Keywords: [ statistical learning theory ] [ representation learning ]

Abstract:
This paper studies few-shot learning via representation learning, where one uses $T$ source tasks with $n_1$ data per task to learn a representation in order to reduce the sample complexity of a target task for which there is only $n_2 (\ll n_1)$ data. Specifically, we focus on the setting where there exists a good common representation between source and target, and our goal is to understand how much a sample size reduction is possible. First, we study the setting where this common representation is low-dimensional and provide a risk bound of $\tilde{O}(\frac{dk}{n_1T} + \frac{k}{n_2})$ on the target task for the linear representation class; here $d$ is the ambient input dimension and $k (\ll d)$ is the dimension of the representation.
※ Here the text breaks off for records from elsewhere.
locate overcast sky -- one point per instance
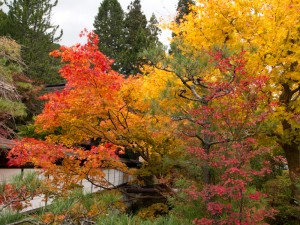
(75, 15)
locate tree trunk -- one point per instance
(291, 147)
(292, 153)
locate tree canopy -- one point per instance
(29, 23)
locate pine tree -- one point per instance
(30, 25)
(109, 27)
(183, 8)
(154, 31)
(138, 38)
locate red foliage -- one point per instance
(226, 126)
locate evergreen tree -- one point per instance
(183, 8)
(138, 37)
(109, 27)
(30, 26)
(154, 32)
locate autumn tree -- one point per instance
(267, 31)
(109, 26)
(112, 118)
(30, 25)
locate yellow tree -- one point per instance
(268, 30)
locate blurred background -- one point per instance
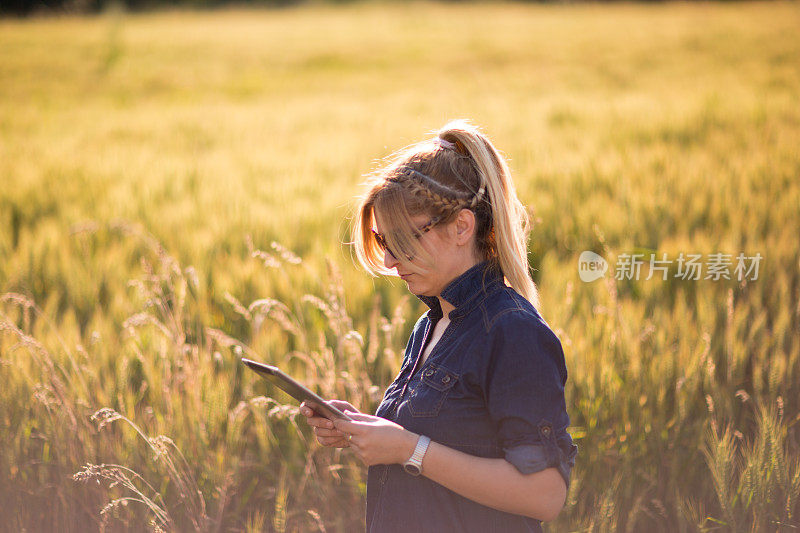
(176, 190)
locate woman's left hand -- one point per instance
(377, 441)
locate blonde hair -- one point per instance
(458, 169)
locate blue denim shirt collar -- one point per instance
(466, 291)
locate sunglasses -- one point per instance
(381, 240)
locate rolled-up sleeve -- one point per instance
(525, 395)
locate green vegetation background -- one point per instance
(149, 162)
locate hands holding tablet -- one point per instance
(325, 431)
(373, 439)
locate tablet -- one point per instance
(296, 390)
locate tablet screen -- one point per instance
(296, 390)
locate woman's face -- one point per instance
(443, 243)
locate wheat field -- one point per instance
(176, 189)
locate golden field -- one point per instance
(148, 162)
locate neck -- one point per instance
(444, 304)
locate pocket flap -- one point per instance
(438, 377)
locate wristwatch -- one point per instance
(414, 464)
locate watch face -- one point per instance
(414, 470)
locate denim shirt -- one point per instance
(493, 386)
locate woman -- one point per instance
(471, 435)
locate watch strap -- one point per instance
(414, 464)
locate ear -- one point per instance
(464, 227)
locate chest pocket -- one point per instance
(430, 392)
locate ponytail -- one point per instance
(509, 219)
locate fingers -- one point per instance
(343, 406)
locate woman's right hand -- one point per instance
(326, 433)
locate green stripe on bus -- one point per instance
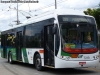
(25, 55)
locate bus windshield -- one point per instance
(78, 36)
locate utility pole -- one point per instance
(55, 4)
(17, 14)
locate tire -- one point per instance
(10, 58)
(38, 64)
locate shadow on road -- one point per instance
(57, 71)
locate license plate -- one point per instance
(82, 63)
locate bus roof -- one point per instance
(50, 14)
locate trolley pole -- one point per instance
(55, 4)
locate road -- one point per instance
(25, 69)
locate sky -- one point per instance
(8, 13)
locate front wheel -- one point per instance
(38, 63)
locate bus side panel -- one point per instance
(28, 54)
(13, 51)
(1, 50)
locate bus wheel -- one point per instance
(38, 63)
(10, 58)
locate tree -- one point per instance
(95, 13)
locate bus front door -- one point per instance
(19, 45)
(48, 46)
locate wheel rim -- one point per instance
(38, 63)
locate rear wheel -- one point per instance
(38, 63)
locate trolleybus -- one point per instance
(57, 39)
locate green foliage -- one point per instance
(95, 13)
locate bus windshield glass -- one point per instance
(78, 35)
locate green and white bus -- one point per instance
(48, 40)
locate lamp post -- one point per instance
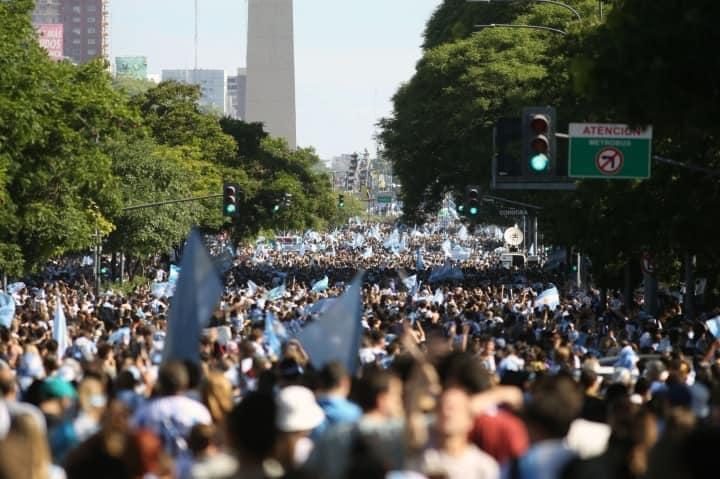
(516, 25)
(551, 2)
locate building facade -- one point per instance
(212, 85)
(271, 67)
(85, 26)
(236, 93)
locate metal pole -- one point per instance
(689, 299)
(517, 25)
(563, 5)
(171, 202)
(196, 35)
(122, 266)
(579, 276)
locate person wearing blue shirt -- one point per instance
(333, 389)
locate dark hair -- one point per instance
(173, 378)
(464, 371)
(251, 426)
(556, 402)
(330, 375)
(374, 381)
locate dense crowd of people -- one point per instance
(462, 372)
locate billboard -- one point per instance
(50, 37)
(132, 67)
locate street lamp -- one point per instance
(551, 2)
(516, 25)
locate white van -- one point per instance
(508, 260)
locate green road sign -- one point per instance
(609, 151)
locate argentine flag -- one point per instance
(550, 298)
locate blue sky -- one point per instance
(350, 55)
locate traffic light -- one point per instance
(472, 200)
(231, 193)
(538, 141)
(460, 206)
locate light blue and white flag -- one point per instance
(336, 334)
(419, 261)
(358, 241)
(275, 293)
(550, 298)
(7, 309)
(161, 290)
(198, 290)
(446, 248)
(461, 254)
(15, 288)
(60, 333)
(410, 282)
(252, 288)
(275, 333)
(321, 285)
(462, 233)
(713, 325)
(393, 240)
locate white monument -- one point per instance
(271, 67)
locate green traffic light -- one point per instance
(539, 162)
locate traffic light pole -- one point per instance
(171, 202)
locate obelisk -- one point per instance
(271, 67)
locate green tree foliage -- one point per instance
(53, 120)
(643, 64)
(172, 113)
(151, 173)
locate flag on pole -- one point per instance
(321, 285)
(274, 334)
(447, 248)
(410, 282)
(713, 326)
(7, 309)
(336, 334)
(252, 288)
(462, 233)
(419, 262)
(275, 293)
(60, 333)
(550, 298)
(198, 291)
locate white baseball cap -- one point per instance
(297, 410)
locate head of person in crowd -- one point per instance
(556, 401)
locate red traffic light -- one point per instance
(539, 123)
(540, 144)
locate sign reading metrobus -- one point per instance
(50, 37)
(610, 151)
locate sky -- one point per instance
(350, 55)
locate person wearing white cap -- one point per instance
(297, 415)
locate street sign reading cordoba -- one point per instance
(611, 151)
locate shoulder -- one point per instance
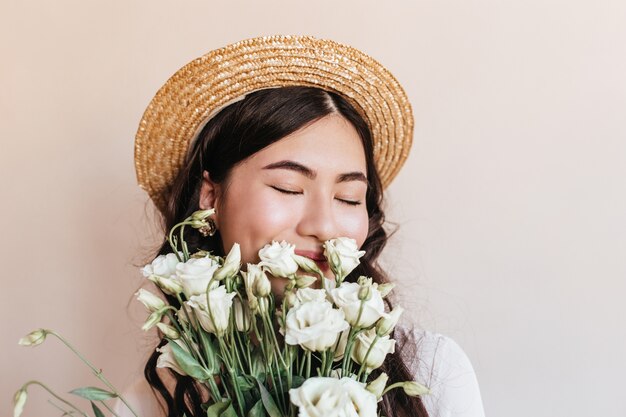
(141, 398)
(438, 362)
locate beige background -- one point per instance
(511, 206)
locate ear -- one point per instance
(209, 192)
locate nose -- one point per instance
(318, 221)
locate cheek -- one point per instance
(355, 225)
(253, 217)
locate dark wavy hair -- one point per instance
(235, 133)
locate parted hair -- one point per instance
(235, 133)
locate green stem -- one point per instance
(182, 242)
(366, 356)
(109, 408)
(54, 395)
(97, 372)
(308, 364)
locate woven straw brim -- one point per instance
(199, 89)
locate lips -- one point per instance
(316, 256)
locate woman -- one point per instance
(289, 138)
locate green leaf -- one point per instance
(257, 410)
(244, 383)
(221, 409)
(188, 363)
(93, 393)
(268, 401)
(297, 381)
(96, 410)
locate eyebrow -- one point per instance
(311, 174)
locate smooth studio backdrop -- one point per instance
(511, 205)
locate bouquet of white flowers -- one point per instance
(307, 353)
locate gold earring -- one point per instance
(209, 229)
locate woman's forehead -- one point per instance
(330, 143)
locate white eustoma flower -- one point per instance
(220, 301)
(232, 263)
(363, 401)
(278, 258)
(378, 385)
(162, 266)
(195, 275)
(19, 400)
(331, 397)
(346, 297)
(34, 338)
(343, 255)
(167, 360)
(314, 325)
(377, 353)
(309, 294)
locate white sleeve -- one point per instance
(445, 368)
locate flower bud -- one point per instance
(278, 259)
(262, 285)
(343, 255)
(19, 400)
(168, 331)
(202, 214)
(242, 315)
(231, 266)
(290, 299)
(34, 338)
(200, 254)
(197, 224)
(365, 292)
(385, 325)
(153, 319)
(168, 285)
(378, 385)
(303, 281)
(151, 301)
(307, 264)
(364, 281)
(414, 389)
(385, 289)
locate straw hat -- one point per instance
(207, 84)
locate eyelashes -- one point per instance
(290, 192)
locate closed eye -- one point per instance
(290, 192)
(282, 190)
(350, 202)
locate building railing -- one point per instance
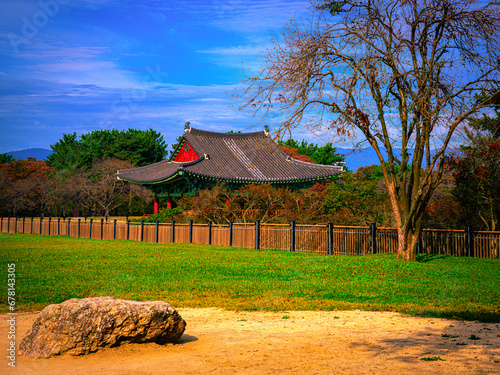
(320, 239)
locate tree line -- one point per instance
(469, 195)
(79, 176)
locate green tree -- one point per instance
(476, 169)
(356, 201)
(140, 147)
(401, 74)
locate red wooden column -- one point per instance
(156, 205)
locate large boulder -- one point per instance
(81, 326)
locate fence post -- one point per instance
(230, 233)
(191, 231)
(373, 235)
(330, 238)
(173, 231)
(469, 240)
(157, 230)
(257, 234)
(209, 232)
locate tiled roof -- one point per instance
(243, 157)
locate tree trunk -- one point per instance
(407, 244)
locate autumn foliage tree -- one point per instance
(402, 75)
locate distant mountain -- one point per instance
(38, 153)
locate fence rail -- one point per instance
(319, 239)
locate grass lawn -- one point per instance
(51, 269)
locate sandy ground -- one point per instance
(339, 342)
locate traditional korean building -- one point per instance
(203, 158)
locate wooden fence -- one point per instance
(320, 239)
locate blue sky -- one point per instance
(75, 66)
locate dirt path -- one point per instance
(340, 342)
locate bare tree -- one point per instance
(400, 74)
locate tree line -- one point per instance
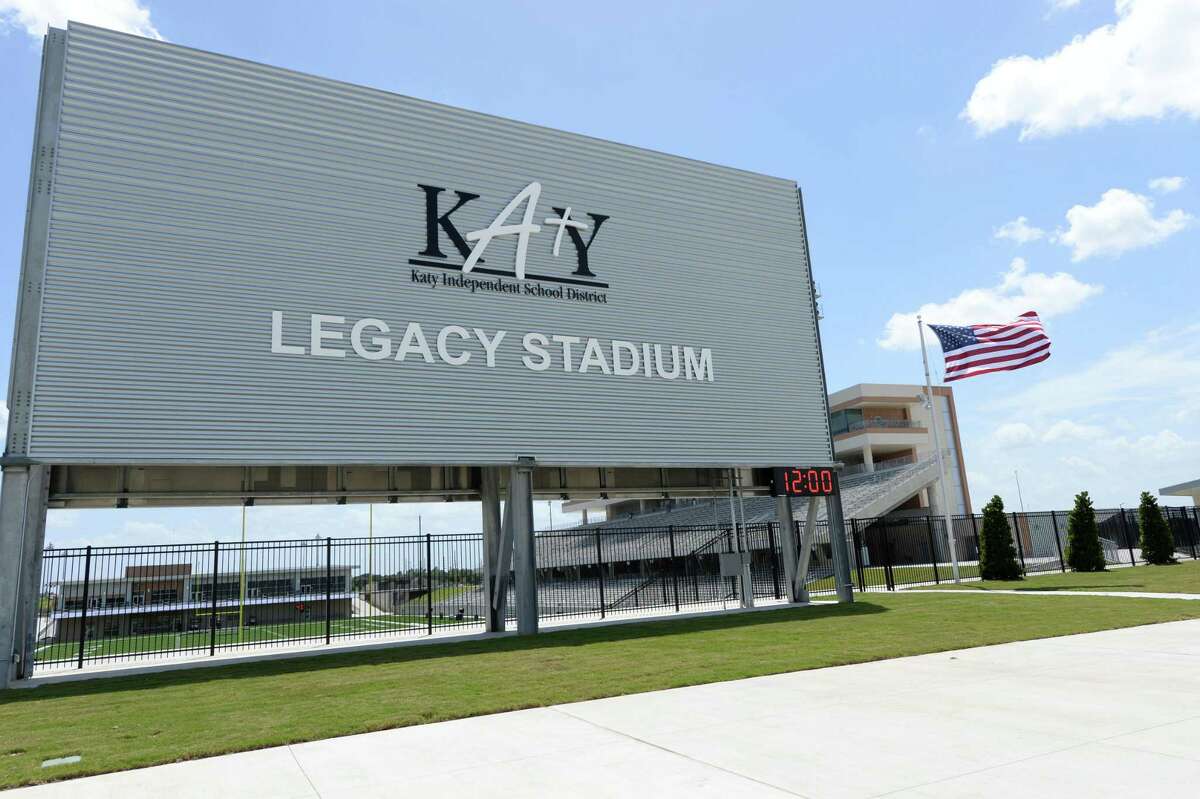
(1084, 552)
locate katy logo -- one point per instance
(474, 244)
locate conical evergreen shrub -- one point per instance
(1156, 541)
(1084, 551)
(997, 556)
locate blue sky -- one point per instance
(973, 158)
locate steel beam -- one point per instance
(787, 544)
(808, 540)
(840, 548)
(495, 580)
(525, 559)
(22, 539)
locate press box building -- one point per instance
(241, 283)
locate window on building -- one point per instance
(276, 587)
(843, 421)
(317, 584)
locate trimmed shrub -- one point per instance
(997, 556)
(1156, 541)
(1084, 551)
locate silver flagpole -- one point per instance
(935, 418)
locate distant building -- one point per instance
(1183, 490)
(883, 426)
(881, 431)
(169, 598)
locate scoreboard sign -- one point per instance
(235, 264)
(804, 481)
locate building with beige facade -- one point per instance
(887, 426)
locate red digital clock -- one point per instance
(805, 481)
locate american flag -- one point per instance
(978, 349)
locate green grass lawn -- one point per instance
(125, 722)
(1179, 578)
(231, 636)
(875, 576)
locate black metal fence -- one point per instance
(119, 604)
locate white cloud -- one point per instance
(1168, 185)
(1018, 292)
(1162, 368)
(1019, 230)
(34, 16)
(1110, 425)
(1013, 434)
(1071, 431)
(1145, 65)
(1120, 222)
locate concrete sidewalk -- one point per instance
(1108, 714)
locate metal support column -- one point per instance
(495, 577)
(525, 558)
(22, 539)
(840, 551)
(787, 548)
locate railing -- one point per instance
(888, 464)
(118, 604)
(881, 422)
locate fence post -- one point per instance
(675, 568)
(329, 587)
(975, 532)
(1194, 529)
(933, 550)
(213, 616)
(600, 570)
(1125, 529)
(1017, 534)
(889, 580)
(774, 557)
(83, 613)
(858, 553)
(429, 583)
(1057, 544)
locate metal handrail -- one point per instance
(879, 421)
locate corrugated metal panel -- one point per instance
(197, 193)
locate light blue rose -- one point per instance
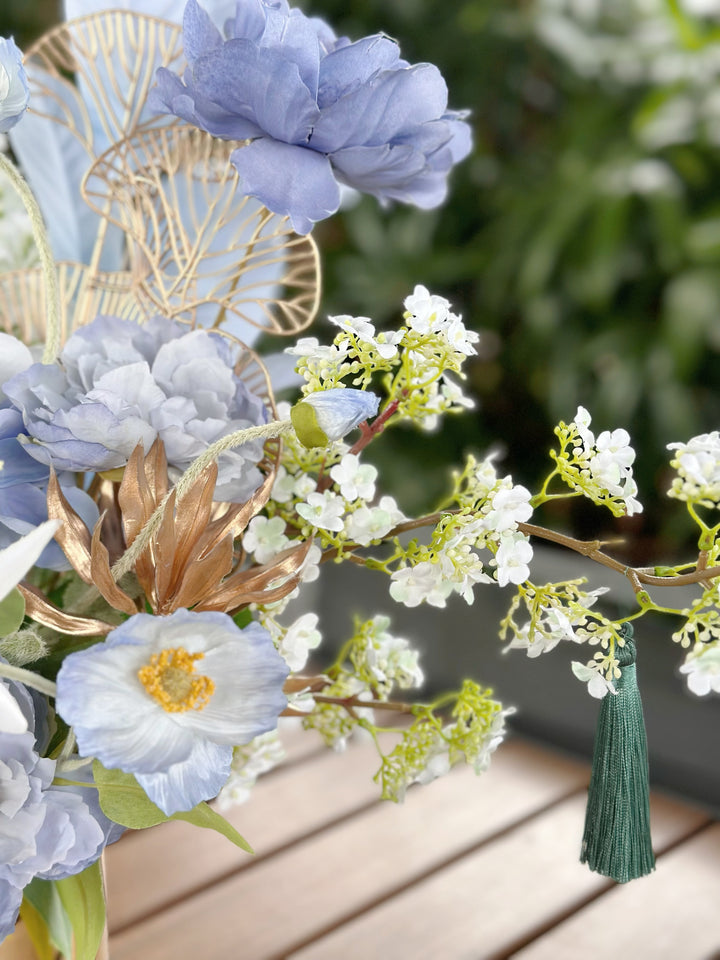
(14, 93)
(119, 383)
(167, 699)
(45, 831)
(318, 110)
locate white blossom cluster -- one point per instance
(599, 467)
(348, 510)
(698, 467)
(249, 762)
(702, 668)
(492, 507)
(384, 660)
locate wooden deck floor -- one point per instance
(468, 868)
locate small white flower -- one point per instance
(361, 327)
(265, 538)
(598, 686)
(299, 638)
(373, 523)
(327, 415)
(310, 570)
(355, 480)
(702, 668)
(323, 510)
(508, 507)
(512, 559)
(698, 465)
(423, 582)
(425, 311)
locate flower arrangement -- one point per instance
(160, 511)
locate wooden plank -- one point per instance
(264, 912)
(671, 914)
(486, 902)
(287, 804)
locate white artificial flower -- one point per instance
(391, 659)
(459, 337)
(355, 479)
(323, 510)
(702, 668)
(512, 559)
(698, 465)
(299, 638)
(426, 312)
(373, 523)
(598, 686)
(361, 327)
(608, 460)
(310, 569)
(265, 538)
(249, 762)
(508, 507)
(424, 582)
(16, 560)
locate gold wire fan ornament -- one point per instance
(195, 248)
(196, 241)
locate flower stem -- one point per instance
(28, 678)
(52, 289)
(266, 431)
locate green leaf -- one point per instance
(12, 612)
(124, 801)
(37, 931)
(83, 897)
(42, 907)
(204, 816)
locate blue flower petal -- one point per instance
(184, 785)
(393, 104)
(348, 67)
(200, 35)
(289, 180)
(260, 85)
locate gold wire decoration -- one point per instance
(82, 292)
(93, 74)
(200, 248)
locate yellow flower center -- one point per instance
(171, 679)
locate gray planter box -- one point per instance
(462, 641)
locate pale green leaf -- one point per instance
(204, 816)
(123, 800)
(83, 897)
(42, 896)
(12, 612)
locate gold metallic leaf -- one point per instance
(73, 536)
(107, 59)
(100, 561)
(84, 294)
(199, 246)
(39, 608)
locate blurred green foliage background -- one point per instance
(582, 237)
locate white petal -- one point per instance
(16, 560)
(12, 719)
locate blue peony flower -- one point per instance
(45, 831)
(119, 383)
(318, 110)
(23, 480)
(14, 92)
(327, 415)
(167, 699)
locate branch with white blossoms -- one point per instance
(599, 468)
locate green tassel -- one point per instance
(616, 840)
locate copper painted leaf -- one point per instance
(201, 247)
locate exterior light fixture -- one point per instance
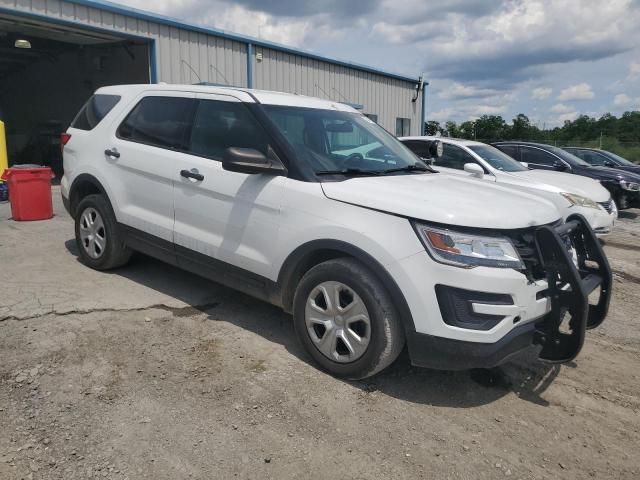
(22, 43)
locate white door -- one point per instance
(226, 216)
(142, 151)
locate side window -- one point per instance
(219, 125)
(511, 150)
(578, 153)
(592, 158)
(453, 157)
(96, 108)
(372, 116)
(419, 148)
(158, 121)
(537, 156)
(403, 127)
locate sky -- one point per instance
(549, 59)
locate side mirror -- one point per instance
(436, 149)
(474, 169)
(248, 160)
(559, 166)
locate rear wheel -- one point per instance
(97, 236)
(345, 319)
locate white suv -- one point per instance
(261, 191)
(572, 194)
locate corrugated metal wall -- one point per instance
(386, 97)
(188, 56)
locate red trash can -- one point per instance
(29, 192)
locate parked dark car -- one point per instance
(603, 158)
(623, 185)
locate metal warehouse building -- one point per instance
(55, 53)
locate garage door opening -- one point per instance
(47, 72)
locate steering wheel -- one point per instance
(351, 159)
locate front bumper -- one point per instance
(558, 330)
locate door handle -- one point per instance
(193, 173)
(113, 153)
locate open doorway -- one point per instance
(47, 72)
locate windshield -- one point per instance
(618, 159)
(331, 141)
(570, 158)
(497, 159)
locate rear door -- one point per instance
(144, 151)
(225, 219)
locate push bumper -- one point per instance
(559, 334)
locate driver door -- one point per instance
(225, 219)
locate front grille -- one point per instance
(525, 242)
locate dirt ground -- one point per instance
(150, 372)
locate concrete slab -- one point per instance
(41, 274)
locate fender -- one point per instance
(316, 251)
(80, 183)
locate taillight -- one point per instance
(64, 139)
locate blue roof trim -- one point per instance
(152, 17)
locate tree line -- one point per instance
(618, 134)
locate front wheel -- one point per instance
(345, 319)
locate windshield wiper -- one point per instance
(410, 168)
(350, 171)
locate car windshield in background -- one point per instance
(331, 141)
(618, 159)
(497, 159)
(570, 158)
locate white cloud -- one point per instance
(581, 91)
(457, 90)
(561, 108)
(634, 71)
(568, 117)
(541, 93)
(621, 100)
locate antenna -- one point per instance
(320, 88)
(191, 68)
(339, 93)
(218, 72)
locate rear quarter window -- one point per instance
(159, 122)
(96, 108)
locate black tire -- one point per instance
(387, 336)
(115, 253)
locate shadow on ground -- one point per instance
(524, 375)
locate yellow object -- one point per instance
(4, 161)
This result bypasses the $\Omega(\frac{1}{T})$ barrier under the i.i.d. task assumption, and can capture the desired property that all $n_1T$ samples from source tasks can be \emph{pooled} together for representation learning. We further extend this result to handle a general representation function class and obtain a similar result. Next, we consider the setting where the common representation may be high-dimensional but is capacity-constrained (say in norm); here, we again demonstrate the advantage of representation learning in both high-dimensional linear regression and neural networks, and show that representation learning can fully utilize all $n_1T$ samples from source tasks.